Tor se descuidó por un momento. Llevaba tiempo en pie sobre la loma a la que se había subido al cruzarse con el Memphis —sin gravedad, no importaba demasiado estar de pie o sentado—, y allí había estado dibujando la lanzadera que acudía a su rescate, imaginando cómo sería, con Hutch saltando para abrazarlo. En un acto reflejo se agachó a un lado de la loma para mirar el lienzo, perdiendo contacto sus zapatos adherentes con el casco. Le horrorizó comprobar que empezaba a alejarse, a la deriva.
—Alyx dice uue no hay nada de qué preocuparse.
Aún podía tocar el suelo, pero no tenía nada a lo que agarrarse. Lo único que conseguía era impulsarse más hacia arriba.
Mantén la calma.
Y fue la pendiente la que lo salvó. Antes de que empezara a flotar de forma irremisible, recordó que aunque hubiera ascendido la tendría bajo sus pies, as; que movió un pie y por fin pudo posarlo en la roca.
De nuevo estaba posado.
Aquél episodio probablemente no habría durado más de tres segundos, pero lo dejó tembloroso. Si alguna vez vuelvo a casa, voy a pasar el resto de mi vida en el patio delantero. Escondido debajo de una hamaca. Aquél pensamiento lo hizo sonreír.

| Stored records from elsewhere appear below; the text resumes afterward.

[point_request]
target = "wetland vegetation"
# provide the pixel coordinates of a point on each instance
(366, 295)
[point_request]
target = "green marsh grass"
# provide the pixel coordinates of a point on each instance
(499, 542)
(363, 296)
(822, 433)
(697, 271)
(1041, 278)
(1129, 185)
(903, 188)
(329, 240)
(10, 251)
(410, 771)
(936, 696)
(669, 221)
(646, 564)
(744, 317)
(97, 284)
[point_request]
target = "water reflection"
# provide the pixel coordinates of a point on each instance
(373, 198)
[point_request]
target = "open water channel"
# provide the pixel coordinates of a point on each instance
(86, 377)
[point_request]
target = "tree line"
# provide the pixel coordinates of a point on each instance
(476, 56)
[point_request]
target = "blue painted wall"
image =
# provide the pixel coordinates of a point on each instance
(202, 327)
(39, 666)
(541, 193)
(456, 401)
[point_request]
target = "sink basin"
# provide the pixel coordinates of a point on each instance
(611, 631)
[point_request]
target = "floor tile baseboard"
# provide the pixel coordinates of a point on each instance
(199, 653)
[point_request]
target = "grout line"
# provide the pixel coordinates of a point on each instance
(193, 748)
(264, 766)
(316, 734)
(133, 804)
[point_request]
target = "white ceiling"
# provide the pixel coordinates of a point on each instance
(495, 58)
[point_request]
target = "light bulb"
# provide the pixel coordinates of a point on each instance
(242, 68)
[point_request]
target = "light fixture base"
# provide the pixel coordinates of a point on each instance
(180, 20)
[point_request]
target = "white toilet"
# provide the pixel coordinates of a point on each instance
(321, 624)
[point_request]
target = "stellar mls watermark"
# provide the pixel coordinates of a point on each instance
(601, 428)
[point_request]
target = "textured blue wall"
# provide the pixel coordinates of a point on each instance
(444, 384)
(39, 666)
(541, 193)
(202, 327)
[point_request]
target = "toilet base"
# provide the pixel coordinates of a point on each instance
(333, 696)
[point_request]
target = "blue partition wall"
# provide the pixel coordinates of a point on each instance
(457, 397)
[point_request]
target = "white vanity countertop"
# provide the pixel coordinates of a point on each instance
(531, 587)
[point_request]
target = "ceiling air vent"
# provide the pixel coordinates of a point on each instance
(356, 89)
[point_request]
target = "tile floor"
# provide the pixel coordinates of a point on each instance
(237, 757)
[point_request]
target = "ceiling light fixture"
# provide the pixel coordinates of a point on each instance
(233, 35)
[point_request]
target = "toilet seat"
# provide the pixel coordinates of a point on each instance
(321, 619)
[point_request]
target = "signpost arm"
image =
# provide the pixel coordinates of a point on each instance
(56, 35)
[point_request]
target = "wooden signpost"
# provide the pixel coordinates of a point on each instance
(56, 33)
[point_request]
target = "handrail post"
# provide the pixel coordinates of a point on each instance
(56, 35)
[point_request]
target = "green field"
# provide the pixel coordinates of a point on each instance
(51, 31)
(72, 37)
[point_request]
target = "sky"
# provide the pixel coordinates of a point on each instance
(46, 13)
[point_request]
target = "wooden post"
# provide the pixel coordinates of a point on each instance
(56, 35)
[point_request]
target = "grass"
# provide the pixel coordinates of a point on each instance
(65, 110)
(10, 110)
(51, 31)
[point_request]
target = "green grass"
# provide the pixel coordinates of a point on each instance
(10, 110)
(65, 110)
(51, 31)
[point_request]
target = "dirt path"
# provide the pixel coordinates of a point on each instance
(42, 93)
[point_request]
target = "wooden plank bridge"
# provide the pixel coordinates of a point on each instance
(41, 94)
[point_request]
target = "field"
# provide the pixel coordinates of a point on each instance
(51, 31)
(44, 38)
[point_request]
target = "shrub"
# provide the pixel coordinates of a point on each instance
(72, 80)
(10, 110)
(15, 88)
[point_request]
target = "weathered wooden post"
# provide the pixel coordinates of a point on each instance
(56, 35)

—Te avisaré cuando estemos cerca —continuaba Hutch—. Lo mejor sería que esperases en el exterior. Así podremos recogerte sin perder tiempo. Bueno, imagino que ya lo habías pensado, supongo que solo intento mantener la conversación.
Tor nunca se había planteado hacer un monólogo. A Hutch debía de resultarle complicado. Diablos, si ni siquiera sabría con certeza si la estaba escuchando. Se preguntaba si estaría resentida por la carga que él le había impuesto, si cuando todo acabara, sin importar si él sobreviviera o no, Hutch recordaría con rencor aquellas horas, su charla por el intercomunicador, esa ristra de frases, todo para intentar distraer a aquel idiota que se había negado a aceptar sus consejos. ¿Cómo no iba a estar molesta?
—Preparando la ignición de los motores del McCarver.
Sintió la necesidad de recostarse, tranquilizarse aunque fuera por un instante. Entonces reparó en que llevaba mucho tiempo sin dormir. Claro que no quería pasar dormitando las que podrían ser sus últimas horas.
Levantó la vista hacia la escotilla de salida.
Quizá apenas quedaban algunos minutos.
—Bueno, Tor. Ya estamos acelerando. Por ahora, todo sigue yendo bien.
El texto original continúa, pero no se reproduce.